Penalties for Non-compliance
The first penalty imposed in India for not complying with RPO requirements was by the Uttarakhand Electricity Regulatory Commission (UERC). In an order dated 22 January 2014, the UERC stated that Uttarakhand Power Corporation Limited (UPCL), the state DISCOM, had repeatedly failed to comply with UERC directives despite being given numerous opportunities to do so. UERC imposed a penalty of ₹20,000 on the managing director of UPCL and had directed UPCL to fulfil its pending RPO by March 2014, failing which it would attract an additional penalty of ₹2,000 per day.5
The Madhya Pradesh Electricity Regulatory Commission (MPERC) took the next significant step. In an order dated 20 October 2014, the MPERC imposed a token penalty of ₹25,000 on the MP Power Management Company Limited (MPPMCL), which is wholly owned by the Madhya Pradesh government, for non-compliance of RPO. While the MPPMCL claimed that they could not fulfil the RPO in the past years through purchase of RECs due to poor financial condition of electricity distribution companies or DISCOMS, this was considered illogical by the MPERC as RECs were available in the market and the retail tariff order for the financial year 2014–15 included the amount to procure energy from renewable sources to meet RPO.6
It should be noted that the instances mentioned are of token penalties imposed which does not redeem the failure of the respondent in the matter.
Imposing Specific Penalties
A fixed specific penalty puts a value on potential costs for non-compliance. This type of penalty gives certainty on enforcement to project investor and improves the bankability of projects. Specific penalties have been imposed in mature REC markets such as Japan, where it has been successfully implemented. Japan has a penalty of up to ₹6,90,000 for non-compliance imposed on an interim and annual basis (Rustagi 2014). Revenue generated through penalty collection could be pooled in a national fund used for incentivising state compliance with RPO targets.
While fixed penalties are implemented in Japan with successful results, it should be noted that Japan already has an existing strong REC market mechanism. India, however, has to increase bankability of RECs in the absence of a strong market mechanism. Imposing such penalties in the Indian context can be made more effective by incorporating other aspects like quarterly compliance of RPOs and ensuring long-term pricing and validity of RECs.
Long-term pricing increases the bankability of a project and reduces the risk involved in the absence of a strong market mechanism. Though the Indian government has declared long-term national renewable energy targets and the Central Electricity Regulatory Commission (CERC) has made declaration of RPO targets mandatory, out of the 26 states that have RPO targets in place, only 10 have specified quota obligations for more than three years. By August 2013, 54% of the projects registered for RECs were from these 10 states. This indicates that states with long-term targets can stimulate participation in REC markets, and that long-term policies and targets can contribute to long term, stable investment in the sector.

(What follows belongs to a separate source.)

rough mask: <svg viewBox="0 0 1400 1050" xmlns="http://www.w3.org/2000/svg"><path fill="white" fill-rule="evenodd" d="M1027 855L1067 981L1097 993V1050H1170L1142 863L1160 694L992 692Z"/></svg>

A system of quarterly compliance of RPOs is currently followed by Japan which balances the number of REC purchases made throughout the year. While this system could improve the price stability of the REC as well as the cash flow available to developers, an effective monitoring system is required for this.
Since strict compliance regulations and enforcement actions on obligated entities are considered necessary for long-term stable markets to develop, having a uniform system of imposing specific penalties for non-compliance with RPO targets is an important aspect to be considered for the development of India’s renewable energy market.